チート薬師#8

 貴族のオッサンのお悩み解決と幽霊の気晴らし。香水入り石鹸は現実味たっぷりと思いきや、直後の三分死者召喚薬とかなんやねん!という。テイストはいつも通りなんだけど、前半は現代の父親に寄り添うコメディとして、後半は子育て層向けといちおうドラマ性を深める努力はしてるんだなとは思った。薬に関しては香水入り石鹸は個人的に高評価。ああいう、実現性があってちょっとした気遣いをスパイスにした仕立てが薬そのものに対する印象も上げると思うんだよな。自分、この作品をどちらかというとモン娘医のようなトラブルシュートものなんだろうなと予想してたから、まぁあっちほどシリアスじゃなくてドタバタコメディにしたのはそれはそれで構わないんだけど、なら、この世界観で薬が薬として存在感を持っているものになってるの?と言われたら、そのバランスは悪いと感じてる。そういう意味で、後半はもうどこからツッコんでよいのかわからん。まず、本当に幽霊の母親を三分間だけでも呼び戻せるのであれば、それは実在するどの薬にもそういう薬効はありえないというしかない。ファンタジーにしたって程がある。というかそういうのはファンタジーだと魔法の領分では?とも思う。

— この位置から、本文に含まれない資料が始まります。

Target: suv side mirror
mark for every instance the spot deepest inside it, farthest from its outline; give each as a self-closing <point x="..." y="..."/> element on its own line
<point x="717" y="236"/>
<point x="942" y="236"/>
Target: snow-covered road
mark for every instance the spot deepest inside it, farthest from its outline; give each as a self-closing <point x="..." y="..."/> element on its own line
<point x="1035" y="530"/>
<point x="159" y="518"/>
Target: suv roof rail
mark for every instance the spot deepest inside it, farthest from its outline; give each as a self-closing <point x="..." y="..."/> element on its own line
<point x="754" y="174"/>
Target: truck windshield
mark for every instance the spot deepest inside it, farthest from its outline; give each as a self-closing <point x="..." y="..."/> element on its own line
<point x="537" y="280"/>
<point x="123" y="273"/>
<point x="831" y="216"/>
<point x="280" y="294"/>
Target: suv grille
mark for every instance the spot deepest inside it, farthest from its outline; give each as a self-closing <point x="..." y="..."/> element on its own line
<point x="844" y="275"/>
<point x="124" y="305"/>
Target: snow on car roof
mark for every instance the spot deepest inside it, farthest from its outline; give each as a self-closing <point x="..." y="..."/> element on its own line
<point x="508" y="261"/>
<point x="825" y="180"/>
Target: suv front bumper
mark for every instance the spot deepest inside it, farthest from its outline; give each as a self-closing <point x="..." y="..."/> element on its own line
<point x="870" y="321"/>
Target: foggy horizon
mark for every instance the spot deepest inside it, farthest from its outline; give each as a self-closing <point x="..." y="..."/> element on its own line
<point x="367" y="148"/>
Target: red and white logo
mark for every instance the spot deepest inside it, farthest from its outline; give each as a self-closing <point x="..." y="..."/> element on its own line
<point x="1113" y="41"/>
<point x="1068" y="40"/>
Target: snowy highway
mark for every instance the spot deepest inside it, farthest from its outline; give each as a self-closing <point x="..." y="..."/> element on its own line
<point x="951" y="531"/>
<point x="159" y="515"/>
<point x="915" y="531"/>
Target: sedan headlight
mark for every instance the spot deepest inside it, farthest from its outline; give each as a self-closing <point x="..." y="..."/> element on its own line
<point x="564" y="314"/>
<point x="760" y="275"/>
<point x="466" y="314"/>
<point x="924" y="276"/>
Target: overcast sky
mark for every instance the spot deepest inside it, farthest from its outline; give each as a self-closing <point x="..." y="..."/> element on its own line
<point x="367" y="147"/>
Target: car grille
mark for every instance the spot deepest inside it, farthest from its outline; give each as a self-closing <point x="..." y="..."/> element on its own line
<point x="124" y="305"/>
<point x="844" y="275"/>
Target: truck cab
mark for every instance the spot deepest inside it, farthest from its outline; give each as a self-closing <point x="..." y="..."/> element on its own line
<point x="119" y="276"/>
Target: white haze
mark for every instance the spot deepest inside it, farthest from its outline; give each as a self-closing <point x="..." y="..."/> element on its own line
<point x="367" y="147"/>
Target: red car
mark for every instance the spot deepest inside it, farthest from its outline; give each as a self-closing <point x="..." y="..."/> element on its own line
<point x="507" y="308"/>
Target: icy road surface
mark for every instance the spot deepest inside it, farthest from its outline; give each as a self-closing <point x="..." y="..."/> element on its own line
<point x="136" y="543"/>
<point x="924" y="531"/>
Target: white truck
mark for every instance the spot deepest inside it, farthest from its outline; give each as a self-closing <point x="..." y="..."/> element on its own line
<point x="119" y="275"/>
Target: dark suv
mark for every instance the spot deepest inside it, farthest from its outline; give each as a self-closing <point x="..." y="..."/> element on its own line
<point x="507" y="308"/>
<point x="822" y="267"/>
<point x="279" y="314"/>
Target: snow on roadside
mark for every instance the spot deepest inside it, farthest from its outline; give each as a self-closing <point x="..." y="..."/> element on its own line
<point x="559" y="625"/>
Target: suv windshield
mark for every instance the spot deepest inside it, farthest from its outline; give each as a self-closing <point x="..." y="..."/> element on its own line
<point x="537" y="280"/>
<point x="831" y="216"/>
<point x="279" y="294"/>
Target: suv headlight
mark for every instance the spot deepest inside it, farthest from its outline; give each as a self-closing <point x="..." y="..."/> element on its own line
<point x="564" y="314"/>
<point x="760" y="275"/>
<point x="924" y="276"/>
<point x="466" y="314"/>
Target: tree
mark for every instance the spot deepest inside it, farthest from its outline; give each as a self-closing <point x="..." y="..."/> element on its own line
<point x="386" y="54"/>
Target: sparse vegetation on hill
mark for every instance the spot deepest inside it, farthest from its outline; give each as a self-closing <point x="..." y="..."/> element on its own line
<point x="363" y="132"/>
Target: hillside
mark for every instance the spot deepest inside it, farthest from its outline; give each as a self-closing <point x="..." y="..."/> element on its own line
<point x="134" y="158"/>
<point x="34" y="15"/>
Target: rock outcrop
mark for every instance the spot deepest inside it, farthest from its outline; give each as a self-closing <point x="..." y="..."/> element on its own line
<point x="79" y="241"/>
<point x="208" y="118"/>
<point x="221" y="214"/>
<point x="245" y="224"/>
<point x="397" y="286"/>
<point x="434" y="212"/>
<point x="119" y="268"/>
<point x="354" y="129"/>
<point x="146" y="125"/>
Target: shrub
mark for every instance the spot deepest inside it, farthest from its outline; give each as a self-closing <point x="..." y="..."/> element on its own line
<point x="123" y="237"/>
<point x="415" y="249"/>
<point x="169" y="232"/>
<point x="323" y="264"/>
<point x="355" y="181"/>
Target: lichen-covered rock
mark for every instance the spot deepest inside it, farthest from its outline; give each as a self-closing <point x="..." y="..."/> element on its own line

今の今まで魔法を描いてこなかったから、そのへんこの作品での魔法の扱い、そもそも魔法なるものがあるのかどうかすらわからないわけだが、ただ、現段階では魔法を登場させない姿勢は正しいとは思ってる。で、今までが実在する薬をそれなりにモチーフにしてきたと思っているので、このぶっ飛びようはせっかく踏ん張ってたのに自ら崩してしまったよな…という感じ。
 で、無理やりあれが薬の効能だとすると、母親の日記を掘り出してきて、ところどころかすれて読みにくくなってるとはいうものの、その日記を手渡して娘がその日記を読み、娘なりの母親像をイメージさせて薬を投入し、白昼夢を見せていた*1…というのならまぁ理屈は合わせられないわけではない。でもそれって幻覚剤ってことでしょ…。魔王に採取させてた材料の中に怪しげな色彩のキノコがあったから、そう考えた方がしっくりくるよね。
 しかし、魔王に関しては「モフモフさせてもらえるかどうか交渉する権利」とでも言っとけばよかったのにとは思うが、いやまぁ騙さないとやる気を出さないだろうしな。